Gerbong khusus wanita pada rangkaian KRL Commuter Line yang terlibat kecelakaan dengan kereta jarak jauh Argo Bromo di Bekasi Timur akhirnya berhasil dievakuasi dari jalur rel. Proses pemindahan dilakukan dengan hati-hati mengingat kondisi gerbong yang mengalami kerusakan cukup parah.
Pantauan di lokasi pada Rabu pagi menunjukkan gerbong tersebut kini berada di tepi rel dengan posisi berbaring. Seluruh badan gerbong ditutup terpal berwarna biru yang diikat menggunakan tali putih. Meski tertutup, sebagian struktur gerbong masih terlihat, termasuk bagian yang rusak akibat benturan.
Kerusakan paling parah tampak di bagian belakang gerbong, yang menjadi titik utama tabrakan dengan kereta Argo Bromo. Selain itu, sejumlah sisa material seperti pecahan komponen dan bagian AC masih berserakan di sekitar lokasi kejadian.
Untuk menjaga keamanan, area di sekitar gerbong dipasangi garis pembatas dan penyangga dari bambu. Hal ini dilakukan agar masyarakat tidak mendekati lokasi yang masih dalam proses penanganan.
Layanan KRL Masih Dibatasi Hingga Stasiun Bekasi
Proses evakuasi yang masih berlangsung turut berdampak pada operasional perjalanan KRL di lintas Bekasi. Berdasarkan data dari pihak operator, layanan KRL untuk sementara waktu hanya beroperasi hingga Stasiun Bekasi.
Menurut Anne Purba selaku Vice President Corporate Communication, fokus utama saat ini adalah memastikan proses evakuasi berjalan aman dan terkoordinasi. “Tim di lapangan terus melakukan evakuasi dengan kehati-hatian. Kami memastikan perjalanan hanya akan dijalankan setelah seluruh aspek keselamatan terpenuhi,” kata Anne.
Ia juga menyampaikan bahwa pembatasan layanan ini bersifat sementara. Seiring perkembangan proses penanganan di lapangan, jalur Bekasi hingga Cikarang ditargetkan dapat kembali normal secara bertahap pada siang hari.
Selain proses evakuasi, perhatian juga tertuju pada dampak kecelakaan yang cukup serius.

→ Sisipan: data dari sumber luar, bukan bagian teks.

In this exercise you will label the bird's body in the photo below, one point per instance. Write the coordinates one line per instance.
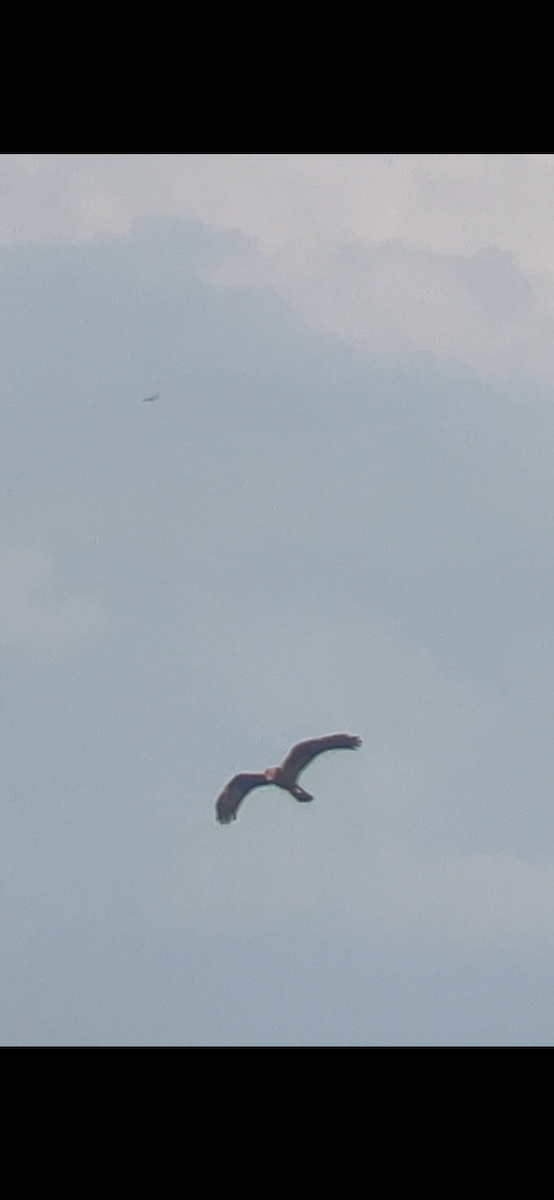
(284, 777)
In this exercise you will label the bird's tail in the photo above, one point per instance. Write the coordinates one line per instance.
(300, 795)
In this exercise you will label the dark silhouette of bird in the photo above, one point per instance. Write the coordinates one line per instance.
(284, 777)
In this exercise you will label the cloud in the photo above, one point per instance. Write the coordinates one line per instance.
(34, 615)
(447, 255)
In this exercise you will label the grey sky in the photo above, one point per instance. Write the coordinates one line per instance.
(338, 515)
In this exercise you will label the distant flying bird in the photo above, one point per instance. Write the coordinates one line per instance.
(282, 777)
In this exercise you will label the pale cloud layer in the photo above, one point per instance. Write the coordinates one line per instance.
(447, 255)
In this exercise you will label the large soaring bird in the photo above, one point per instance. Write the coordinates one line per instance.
(282, 777)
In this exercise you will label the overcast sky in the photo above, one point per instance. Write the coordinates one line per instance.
(337, 516)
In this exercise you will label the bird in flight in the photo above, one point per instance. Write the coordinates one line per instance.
(284, 777)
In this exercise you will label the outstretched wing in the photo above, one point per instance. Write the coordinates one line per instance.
(234, 793)
(305, 751)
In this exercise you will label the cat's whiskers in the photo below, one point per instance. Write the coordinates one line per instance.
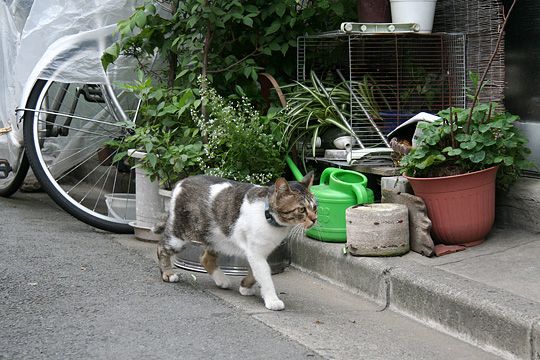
(297, 232)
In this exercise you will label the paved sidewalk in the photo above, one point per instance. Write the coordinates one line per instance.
(488, 295)
(70, 291)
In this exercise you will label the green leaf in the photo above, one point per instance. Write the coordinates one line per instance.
(140, 19)
(273, 27)
(247, 21)
(478, 157)
(280, 9)
(468, 145)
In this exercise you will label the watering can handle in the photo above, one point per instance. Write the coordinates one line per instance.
(361, 193)
(325, 176)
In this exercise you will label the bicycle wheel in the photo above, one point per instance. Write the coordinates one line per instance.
(13, 178)
(66, 128)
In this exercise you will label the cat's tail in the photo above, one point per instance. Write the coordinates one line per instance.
(159, 227)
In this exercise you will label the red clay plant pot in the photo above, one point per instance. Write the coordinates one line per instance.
(461, 207)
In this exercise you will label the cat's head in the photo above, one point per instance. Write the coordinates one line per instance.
(293, 203)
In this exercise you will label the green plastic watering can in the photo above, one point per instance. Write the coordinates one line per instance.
(338, 190)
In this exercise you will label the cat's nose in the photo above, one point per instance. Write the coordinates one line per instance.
(310, 221)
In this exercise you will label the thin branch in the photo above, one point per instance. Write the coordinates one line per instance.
(486, 70)
(252, 54)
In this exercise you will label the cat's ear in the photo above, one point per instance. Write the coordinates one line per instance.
(308, 179)
(282, 185)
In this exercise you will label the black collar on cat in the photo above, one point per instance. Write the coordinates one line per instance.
(268, 215)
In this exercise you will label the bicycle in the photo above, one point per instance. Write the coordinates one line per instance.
(70, 109)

Berdasarkan data terbaru hingga siang hari, tercatat 15 orang meninggal dunia dan 88 orang mengalami luka-luka akibat insiden tersebut.
Kecelakaan ini menjadi salah satu peristiwa besar yang berdampak pada operasional transportasi massal di wilayah Bekasi dan sekitarnya. Upaya pemulihan jalur serta layanan menjadi prioritas agar aktivitas masyarakat dapat kembali berjalan normal.